Cara Menghitung Bunga Pasti
Cara menghitung bunga pasti sebenarnya sama dengan perhitungan bunga biasa, namun terdapat sedikit perbedaan dalam perhitungan waktu yang digunakan.
Pada dasarnya, perhitungan bunga pasti dan bunga biasa dilakukan dengan menggunakan rumus yang serupa. Rumus ini bergantung pada durasi waktu pinjaman dan suku bunga yang telah disepakati sebelumnya.
Perhitungan Bunga
Dalam perhitungan bunga, yang menjadi dasar adalah suku bunga yang telah disepakati. Suku bunga ini merupakan persentase tertentu dari jumlah pinjaman yang disebut sebagai prinsipal. Setelah periode pinjaman atau periode bunga berakhir, pemberi pinjaman akan menerima kembali jumlah pinjaman awal yang beserta dengan bunga yang telah disepakati sebelumnya.

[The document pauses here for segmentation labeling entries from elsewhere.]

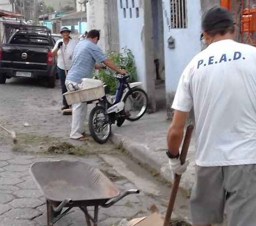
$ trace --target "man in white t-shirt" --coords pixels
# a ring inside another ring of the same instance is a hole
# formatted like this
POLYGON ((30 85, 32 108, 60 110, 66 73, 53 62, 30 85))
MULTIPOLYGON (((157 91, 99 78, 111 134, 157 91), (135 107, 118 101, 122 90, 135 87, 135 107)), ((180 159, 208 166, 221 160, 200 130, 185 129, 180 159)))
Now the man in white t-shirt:
POLYGON ((185 69, 172 106, 168 155, 184 173, 179 148, 192 106, 196 121, 196 180, 190 197, 194 226, 223 221, 256 225, 256 48, 233 40, 234 20, 214 7, 203 16, 208 47, 185 69))
MULTIPOLYGON (((53 56, 57 56, 57 71, 61 84, 62 93, 68 92, 65 80, 66 73, 70 69, 73 52, 77 42, 71 39, 70 36, 71 31, 67 27, 61 28, 60 34, 62 39, 59 39, 55 43, 55 45, 52 51, 53 56)), ((65 96, 62 96, 62 103, 63 106, 61 110, 69 108, 65 96)))

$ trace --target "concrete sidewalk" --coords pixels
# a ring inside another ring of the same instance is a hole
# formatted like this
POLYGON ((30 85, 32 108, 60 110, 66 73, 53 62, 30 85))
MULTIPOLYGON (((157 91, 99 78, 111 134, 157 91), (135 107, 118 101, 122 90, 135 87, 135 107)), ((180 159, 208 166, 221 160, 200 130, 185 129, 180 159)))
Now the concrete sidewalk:
MULTIPOLYGON (((149 169, 172 182, 169 168, 166 137, 170 121, 166 120, 164 109, 146 114, 135 122, 126 120, 121 127, 112 128, 112 141, 122 145, 133 158, 149 169)), ((194 181, 195 139, 192 137, 188 157, 190 161, 187 170, 182 175, 180 186, 189 192, 194 181)))

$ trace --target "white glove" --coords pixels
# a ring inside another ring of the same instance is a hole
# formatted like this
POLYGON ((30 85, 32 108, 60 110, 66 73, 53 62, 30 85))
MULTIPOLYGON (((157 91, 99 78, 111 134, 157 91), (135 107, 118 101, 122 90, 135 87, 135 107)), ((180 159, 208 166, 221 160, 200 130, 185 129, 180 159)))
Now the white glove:
POLYGON ((189 164, 189 160, 186 160, 184 164, 182 165, 181 160, 179 158, 178 159, 169 159, 170 167, 173 174, 181 175, 186 171, 189 164))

Perbedaan Perhitungan Waktu
Perbedaan penting antara bunga pasti dan bunga biasa terletak pada perhitungan waktu yang digunakan. Bunga pasti menghitung 365 hari dalam setahun, sementara bunga biasa hanya menghitung 360 hari dalam setahun. Hal ini berarti bahwa bunga pasti menganggap setiap tahun terdiri dari 365 hari, sedangkan bunga biasa menganggap setiap tahun terdiri dari 360 hari.

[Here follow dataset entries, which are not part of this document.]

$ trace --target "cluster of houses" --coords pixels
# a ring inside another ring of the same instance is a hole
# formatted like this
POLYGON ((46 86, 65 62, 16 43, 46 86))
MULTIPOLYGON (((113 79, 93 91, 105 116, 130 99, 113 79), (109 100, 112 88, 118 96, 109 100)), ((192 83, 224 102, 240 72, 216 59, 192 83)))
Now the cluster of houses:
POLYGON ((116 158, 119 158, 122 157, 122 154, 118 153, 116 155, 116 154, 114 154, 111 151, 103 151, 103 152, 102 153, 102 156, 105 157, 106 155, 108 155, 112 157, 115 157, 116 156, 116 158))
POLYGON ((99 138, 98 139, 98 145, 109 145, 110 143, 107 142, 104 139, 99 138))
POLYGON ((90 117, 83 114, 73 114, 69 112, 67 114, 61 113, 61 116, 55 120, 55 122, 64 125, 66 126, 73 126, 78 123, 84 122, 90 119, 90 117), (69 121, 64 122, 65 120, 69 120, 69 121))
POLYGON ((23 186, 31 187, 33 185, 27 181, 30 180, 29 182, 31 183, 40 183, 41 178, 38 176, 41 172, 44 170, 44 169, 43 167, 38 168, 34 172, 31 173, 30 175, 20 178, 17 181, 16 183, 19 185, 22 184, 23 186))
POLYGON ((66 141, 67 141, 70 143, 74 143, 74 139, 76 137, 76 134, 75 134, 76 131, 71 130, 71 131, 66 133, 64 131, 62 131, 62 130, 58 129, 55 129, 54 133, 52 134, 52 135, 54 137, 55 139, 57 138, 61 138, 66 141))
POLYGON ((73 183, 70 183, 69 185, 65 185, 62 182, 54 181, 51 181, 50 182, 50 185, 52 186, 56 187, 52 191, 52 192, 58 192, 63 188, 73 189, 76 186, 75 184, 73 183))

Contoh Perhitungan Bunga Pasti
Misalnya, seseorang meminjam uang sebesar Rp 10.000.000 dengan suku bunga 10% per tahun. Jika durasi pinjaman adalah 1 tahun, maka perhitungannya sebagai berikut:
Pinjaman awal: Rp 10.000.000
Bunga per tahun: 10% x 10.000.000 = Rp 1.000.000
Total pembayaran: Rp 10.000.000 + Rp 1.000.000 = Rp 11.000.000
Namun, yang perlu diperhatikan adalah bahwa dalam perhitungan bunga pasti, hari-hari dihitung berdasarkan 365 hari dalam setahun. Jadi, jika durasi pinjaman adalah 30 hari, perhitungannya adalah sebagai berikut:
Pinjaman awal: Rp 10.000.000
Bunga per hari: 1.000.000 / 365 = Rp 2.739,73 (diambil 2 angka di belakang koma)

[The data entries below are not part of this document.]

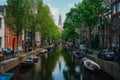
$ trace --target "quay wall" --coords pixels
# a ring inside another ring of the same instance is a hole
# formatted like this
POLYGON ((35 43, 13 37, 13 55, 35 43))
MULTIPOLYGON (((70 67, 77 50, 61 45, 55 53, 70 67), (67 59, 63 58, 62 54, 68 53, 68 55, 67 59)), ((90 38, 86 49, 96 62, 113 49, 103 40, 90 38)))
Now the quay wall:
POLYGON ((89 59, 95 61, 96 63, 98 63, 100 65, 100 67, 103 71, 105 71, 107 74, 109 74, 116 80, 120 80, 120 65, 118 65, 117 63, 99 59, 99 58, 93 56, 92 54, 83 53, 83 56, 86 56, 89 59))
POLYGON ((7 71, 15 68, 21 62, 27 60, 28 56, 35 55, 35 54, 39 53, 40 51, 41 51, 41 49, 36 49, 36 50, 31 51, 31 52, 24 53, 24 55, 19 56, 17 58, 12 58, 12 59, 9 59, 6 61, 2 61, 0 63, 0 73, 4 73, 4 72, 7 72, 7 71))

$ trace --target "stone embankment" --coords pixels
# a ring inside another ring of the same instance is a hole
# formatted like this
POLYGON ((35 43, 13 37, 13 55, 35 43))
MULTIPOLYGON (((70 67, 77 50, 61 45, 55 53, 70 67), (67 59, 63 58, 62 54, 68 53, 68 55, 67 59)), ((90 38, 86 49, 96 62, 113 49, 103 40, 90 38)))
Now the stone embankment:
POLYGON ((108 73, 110 76, 116 80, 120 80, 120 65, 112 61, 99 59, 97 58, 96 54, 83 53, 83 55, 98 63, 101 66, 102 70, 108 73))
POLYGON ((17 65, 19 65, 22 61, 25 61, 28 58, 28 56, 35 55, 40 51, 42 51, 42 49, 36 49, 28 53, 20 54, 17 58, 12 58, 6 61, 2 61, 0 63, 0 73, 4 73, 13 69, 17 65))

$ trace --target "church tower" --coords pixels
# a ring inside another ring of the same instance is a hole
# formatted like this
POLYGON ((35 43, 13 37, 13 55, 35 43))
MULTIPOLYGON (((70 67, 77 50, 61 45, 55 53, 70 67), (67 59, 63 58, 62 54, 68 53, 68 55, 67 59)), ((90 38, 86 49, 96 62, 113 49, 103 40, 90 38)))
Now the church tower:
POLYGON ((59 31, 62 32, 62 30, 63 30, 63 24, 62 24, 61 14, 59 15, 58 28, 59 28, 59 31))

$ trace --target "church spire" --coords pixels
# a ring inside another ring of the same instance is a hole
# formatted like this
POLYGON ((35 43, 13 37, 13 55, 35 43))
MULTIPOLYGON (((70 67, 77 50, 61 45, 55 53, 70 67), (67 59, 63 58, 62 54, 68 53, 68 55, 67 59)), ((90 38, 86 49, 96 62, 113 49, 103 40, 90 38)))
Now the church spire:
POLYGON ((62 26, 62 17, 61 17, 61 14, 59 15, 59 22, 58 22, 58 26, 62 26))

Bunga selama 30 hari: Rp 2.739.73 x 30 = Rp 82.191,89
Total pembayaran: Rp 10.000.000 + Rp 82.191,89 = Rp 10.082.191,89
Dalam contoh di atas, perhitungan bunga pasti didasarkan pada 365 hari dalam setahun, sehingga jumlah bunga yang dibayarkan selama 30 hari adalah sebesar Rp 82.191,89.
Dalam kasus perhitungan bunga pasti, penting untuk memperhatikan bahwa perbedaan 5 hari (365-360) dalam setiap tahun dapat berdampak signifikan terhadap jumlah bunga yang harus dibayarkan. Oleh karena itu, bagi pihak yang memberikan pinjaman, perhitungan menggunakan bunga pasti dapat memberikan keuntungan ekstra.
Bunga pasti adalah salah satu bentuk perhitungan bunga yang digunakan dalam transaksi keuangan. Dengan mengetahui perbedaan antara bunga pasti dan bunga biasa, Anda dapat memahami bagaimana perhitungan bunga dilakukan dan bagaimana perbedaan dalam perhitungan waktu dapat mempengaruhi jumlah bunga yang harus dibayarkan.